West Virginia worried about flood warning system

The Associated Press

CHARLESTON, W.Va. — Legislators want to know what state officials are doing to maintain rain, river and temperature gauges across the state that are a critical part of the flood warning system.

"We can't prevent flooding in West Virginia, but I think the very least we can do is provide a warning system," Jim Steele, who administers the flood warning system through the state Office of Emergency Services, said Friday. "Without the gauges, people will die unnecessarily and more property will be damaged because people will not be warned properly."

Steele and Alan Rezek, the meteorologist in charge of the National Weather Service's Charleston station, plan to address a legislative interim committee on flooding and railroads at a hearing Nov. 8 at the state Capitol.

In September Rezek told lawmakers that as many as 40% of 280 gauges around the state fail to work properly. Since then, state officials, who are responsible for maintenance, have been able to restore about 10% of the gauges by cutting brush, removing pine needles and debris from funnels and changing batteries and solar panels, but 30% still don't work.

"Gauges are critical to our ability to put out timely warnings," Rezek said Friday.

Steele, who administers the flood warning system through the state Office of Emergency Services, blames the gauge problems on a lack of preventative maintenance caused by a fund shortage and a lack of staff.

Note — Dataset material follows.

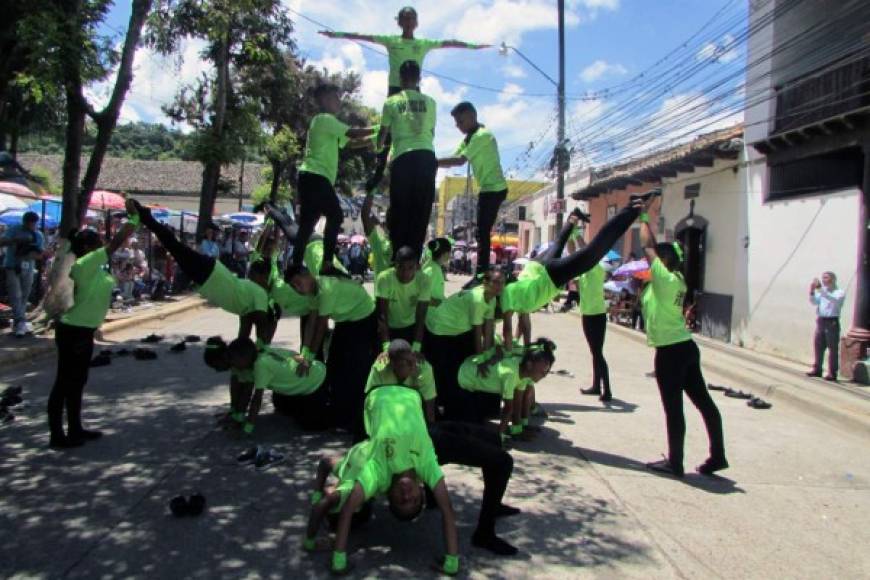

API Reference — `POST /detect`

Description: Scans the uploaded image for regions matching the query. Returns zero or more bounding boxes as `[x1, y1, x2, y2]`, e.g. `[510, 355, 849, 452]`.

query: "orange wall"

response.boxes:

Most of the gauges are in remote areas atop ridges, which makes servicing them difficult. Steele and one other technician are the only maintenance staff. And each can service no more than two gauges a day.

"There's no way two people can do it; we'll always be behind," Steele said. "We need at least three people to provide proper maintenance."

Over the past few years, the program has operated on about $216,000 in state money and up to $97,000 in money from the National Weather Service.

Steele estimates the state needs about $500,000 for a preventive maintenance program instead of just fixing what's broken.

Maintenance is even more important with the 110 complete meteorological stations that will be built with homeland security funds. While federal money can be used to build the stations, the state must pay for maintenance.

"It doesn't do any good to put advanced equipment out there if we can't maintain it and support it," said George Settles, the former director of the program. "People who care about people in West Virginia understand why this is important."

Rezek said that while radar is one of more powerful tools developed over the years, it provides only estimates of rainfall. The weather service needs data from the gauges to verify what the radar is showing, Rezek said.

"When the raindrops are big, the rainfall estimates are pretty good," he said. "But when the drops are small, really tiny, radar tends to underestimate the rainfall. And in this part of the country, where you've got such rugged topography, we can have heavy rainfall in lower part of clouds that radar may not catch all. In a flooding situation, that puts lives at risk."